The cross on Calvary, the cross upon which Christ conducts His final dialogue with the Father, emerges from the very heart of the love that man, created in the image and likeness of God, has been given as a gift, according to God’s eternal plan.
[...] He is also Father: He is linked to man…by a bond still more intimate than that of creation. It is love which…grants participation in the very life of God: Father, Son and Holy Spirit.
[...] The cross of Christ on Calvary stands beside the path of that…wonderful self-communication of God to man, which also includes the call to man to share in the divine life by giving himself, and with himself the whole visible world, to God, and like an adopted son to become a sharer in the truth and love which is in God and proceeds from God.

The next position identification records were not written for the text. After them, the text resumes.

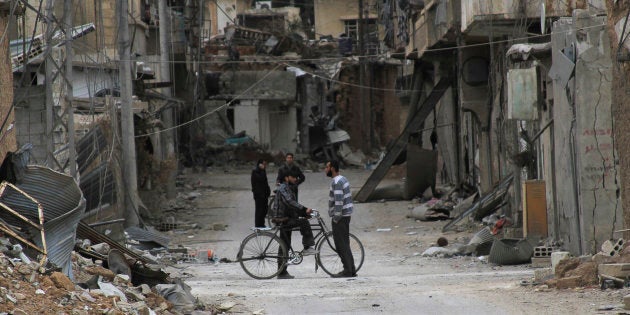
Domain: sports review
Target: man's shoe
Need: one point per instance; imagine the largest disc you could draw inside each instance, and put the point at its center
(309, 251)
(344, 274)
(285, 275)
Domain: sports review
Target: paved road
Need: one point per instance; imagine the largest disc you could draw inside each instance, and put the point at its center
(395, 279)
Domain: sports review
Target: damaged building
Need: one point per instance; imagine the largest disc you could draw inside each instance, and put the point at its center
(535, 107)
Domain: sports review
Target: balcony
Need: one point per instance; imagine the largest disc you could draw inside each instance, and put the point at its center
(499, 17)
(434, 26)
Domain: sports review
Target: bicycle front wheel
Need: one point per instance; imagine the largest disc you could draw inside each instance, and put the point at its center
(329, 260)
(262, 254)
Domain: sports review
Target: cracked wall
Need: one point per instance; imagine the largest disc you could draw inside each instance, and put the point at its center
(588, 211)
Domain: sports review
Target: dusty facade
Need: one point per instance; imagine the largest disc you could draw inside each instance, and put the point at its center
(497, 80)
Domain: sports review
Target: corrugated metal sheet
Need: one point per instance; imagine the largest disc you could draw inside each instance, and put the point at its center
(63, 205)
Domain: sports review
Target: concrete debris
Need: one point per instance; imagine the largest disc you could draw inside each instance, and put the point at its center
(442, 252)
(22, 293)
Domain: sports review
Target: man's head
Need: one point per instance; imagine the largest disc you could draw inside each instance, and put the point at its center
(289, 158)
(262, 164)
(332, 168)
(291, 177)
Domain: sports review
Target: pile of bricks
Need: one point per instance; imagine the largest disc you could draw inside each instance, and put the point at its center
(542, 256)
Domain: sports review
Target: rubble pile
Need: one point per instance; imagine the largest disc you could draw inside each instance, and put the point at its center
(29, 289)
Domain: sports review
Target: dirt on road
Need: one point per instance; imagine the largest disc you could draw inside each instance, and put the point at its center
(395, 277)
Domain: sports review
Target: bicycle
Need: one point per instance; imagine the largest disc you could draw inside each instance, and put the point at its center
(261, 251)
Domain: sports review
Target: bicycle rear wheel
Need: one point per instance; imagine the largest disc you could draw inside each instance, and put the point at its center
(262, 254)
(329, 260)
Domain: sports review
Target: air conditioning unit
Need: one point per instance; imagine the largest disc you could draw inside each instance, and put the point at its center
(263, 5)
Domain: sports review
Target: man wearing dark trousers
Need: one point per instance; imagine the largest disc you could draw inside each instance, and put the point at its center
(290, 167)
(294, 215)
(261, 190)
(340, 209)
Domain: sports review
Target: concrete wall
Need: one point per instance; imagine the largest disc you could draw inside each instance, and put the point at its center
(473, 11)
(276, 85)
(30, 121)
(329, 13)
(588, 211)
(270, 123)
(8, 139)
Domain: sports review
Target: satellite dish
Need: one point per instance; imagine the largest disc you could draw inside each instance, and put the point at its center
(542, 17)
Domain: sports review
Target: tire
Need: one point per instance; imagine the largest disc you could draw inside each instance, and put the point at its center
(329, 260)
(259, 254)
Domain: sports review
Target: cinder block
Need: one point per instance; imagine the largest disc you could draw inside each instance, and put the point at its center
(556, 257)
(541, 262)
(542, 251)
(569, 282)
(543, 274)
(614, 270)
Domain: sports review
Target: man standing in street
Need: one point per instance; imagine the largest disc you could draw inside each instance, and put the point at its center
(294, 215)
(288, 168)
(340, 209)
(261, 190)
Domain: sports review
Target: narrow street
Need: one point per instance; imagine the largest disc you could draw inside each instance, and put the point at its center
(394, 279)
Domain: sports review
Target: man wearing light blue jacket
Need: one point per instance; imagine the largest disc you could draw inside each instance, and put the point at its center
(340, 209)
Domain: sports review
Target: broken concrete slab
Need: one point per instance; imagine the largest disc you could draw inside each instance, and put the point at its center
(620, 270)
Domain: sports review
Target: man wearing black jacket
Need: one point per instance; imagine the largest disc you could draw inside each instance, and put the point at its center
(261, 190)
(290, 168)
(295, 215)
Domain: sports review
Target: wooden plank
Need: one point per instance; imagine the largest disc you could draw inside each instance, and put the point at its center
(401, 142)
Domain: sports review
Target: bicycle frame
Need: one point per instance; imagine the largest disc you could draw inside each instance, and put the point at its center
(264, 253)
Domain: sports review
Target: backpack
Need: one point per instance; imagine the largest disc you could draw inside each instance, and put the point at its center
(274, 207)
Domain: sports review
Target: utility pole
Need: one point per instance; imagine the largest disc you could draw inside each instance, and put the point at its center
(69, 22)
(366, 122)
(165, 73)
(50, 105)
(126, 116)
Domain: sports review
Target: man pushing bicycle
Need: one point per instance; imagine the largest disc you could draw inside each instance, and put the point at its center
(291, 214)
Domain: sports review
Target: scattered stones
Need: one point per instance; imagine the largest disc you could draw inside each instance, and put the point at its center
(61, 281)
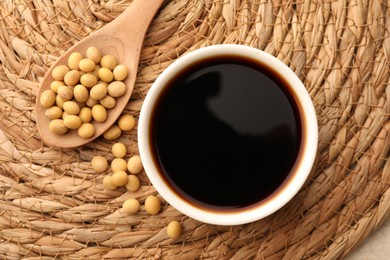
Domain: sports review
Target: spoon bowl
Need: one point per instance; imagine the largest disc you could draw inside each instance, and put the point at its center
(122, 38)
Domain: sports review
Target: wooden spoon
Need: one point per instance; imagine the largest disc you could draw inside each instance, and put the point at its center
(122, 38)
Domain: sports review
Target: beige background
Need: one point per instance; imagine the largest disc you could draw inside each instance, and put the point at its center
(375, 247)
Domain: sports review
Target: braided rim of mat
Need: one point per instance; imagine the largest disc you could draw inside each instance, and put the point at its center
(53, 204)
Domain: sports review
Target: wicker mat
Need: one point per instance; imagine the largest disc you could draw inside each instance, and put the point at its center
(53, 205)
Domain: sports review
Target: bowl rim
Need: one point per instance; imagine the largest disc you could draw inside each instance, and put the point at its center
(307, 113)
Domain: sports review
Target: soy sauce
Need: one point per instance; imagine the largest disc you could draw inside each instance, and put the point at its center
(226, 132)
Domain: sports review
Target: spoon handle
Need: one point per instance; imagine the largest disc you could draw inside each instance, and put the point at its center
(133, 23)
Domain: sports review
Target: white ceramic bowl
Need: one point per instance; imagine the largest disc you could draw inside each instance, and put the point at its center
(307, 152)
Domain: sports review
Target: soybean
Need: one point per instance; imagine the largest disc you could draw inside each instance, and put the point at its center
(119, 178)
(98, 92)
(119, 150)
(66, 93)
(80, 93)
(120, 72)
(88, 80)
(133, 183)
(71, 107)
(86, 130)
(108, 61)
(58, 73)
(152, 205)
(118, 164)
(86, 65)
(72, 122)
(108, 102)
(105, 74)
(53, 112)
(72, 78)
(74, 60)
(57, 126)
(116, 89)
(85, 115)
(99, 113)
(47, 98)
(56, 84)
(107, 183)
(94, 54)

It is precisely beside the path of man’s eternal election to the dignity of being an adopted child of God that there stands in history the cross of Christ, the only-begotten Son, who, as “light from light, true God from true God”, came to give the final witness to the wonderful covenant of God with humanity, of God with man.

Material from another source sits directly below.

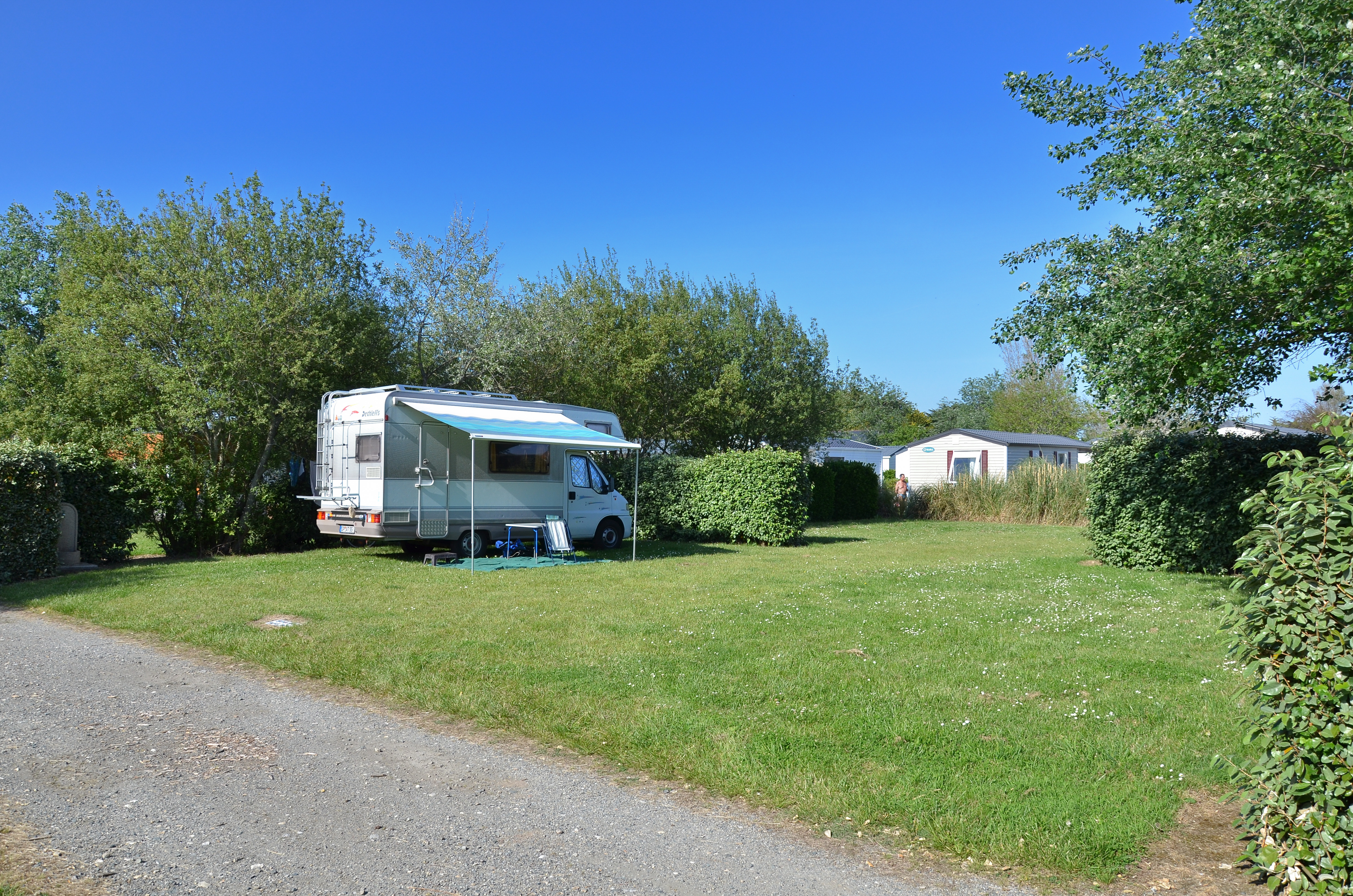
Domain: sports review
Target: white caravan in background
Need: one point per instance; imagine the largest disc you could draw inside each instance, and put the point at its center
(417, 465)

This covenant, as old as man – it goes back to the very mystery of creation – and afterwards many times renewed with one single chosen people, is equally the new and definitive covenant, which was established there on Calvary, and is not limited to a single people, to Israel, but is open to each and every individual.

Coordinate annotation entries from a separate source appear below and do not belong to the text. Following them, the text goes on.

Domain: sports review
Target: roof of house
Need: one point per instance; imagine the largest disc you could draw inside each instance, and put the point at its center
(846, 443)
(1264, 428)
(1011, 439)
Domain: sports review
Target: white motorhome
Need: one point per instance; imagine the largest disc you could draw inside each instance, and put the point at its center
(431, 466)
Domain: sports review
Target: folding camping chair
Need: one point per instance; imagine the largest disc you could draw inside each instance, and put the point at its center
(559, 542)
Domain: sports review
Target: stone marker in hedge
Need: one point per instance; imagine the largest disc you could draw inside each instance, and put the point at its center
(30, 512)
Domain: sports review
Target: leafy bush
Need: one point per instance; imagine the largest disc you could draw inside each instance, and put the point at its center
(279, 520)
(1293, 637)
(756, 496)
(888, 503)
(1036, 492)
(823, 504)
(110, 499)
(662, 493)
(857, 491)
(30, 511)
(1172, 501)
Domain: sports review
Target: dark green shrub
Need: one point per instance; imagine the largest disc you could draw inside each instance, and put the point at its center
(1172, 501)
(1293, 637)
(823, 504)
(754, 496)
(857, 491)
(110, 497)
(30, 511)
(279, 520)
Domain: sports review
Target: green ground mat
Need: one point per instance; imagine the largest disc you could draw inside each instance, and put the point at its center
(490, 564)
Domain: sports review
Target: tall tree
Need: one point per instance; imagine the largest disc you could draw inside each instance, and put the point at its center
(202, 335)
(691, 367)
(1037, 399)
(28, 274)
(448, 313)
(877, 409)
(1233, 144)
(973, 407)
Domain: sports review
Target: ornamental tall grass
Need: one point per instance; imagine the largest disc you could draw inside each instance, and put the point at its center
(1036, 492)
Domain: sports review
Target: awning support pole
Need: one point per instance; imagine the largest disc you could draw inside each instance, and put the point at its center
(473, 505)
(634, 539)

[...] And yet this is not yet the word of the God of the covenant: that will be pronounced at the dawn when first the women and then the Apostles come to the tomb of the crucified Christ, see the tomb empty and for the first time hear the message: “He is risen”.
[...] Yet, even in this glorification of the Son of God, the cross remains, that cross which-through all the messianic testimony of the Man the Son, who suffered death upon it – speaks and never ceases to speak of God the Father, who is absolutely faithful to His eternal love for man.
[...] Believing in the crucified Son means “seeing the Father”, means believing that love is present in the world and that this love is more powerful than any kind of evil in which individuals, humanity, or the world are involved.
Believing in this love means believing in mercy. For mercy is an indispensable dimension of love; it is as it were love’s second name.
John Paul II (1920-2005): Dives et Misericordia, 5,7.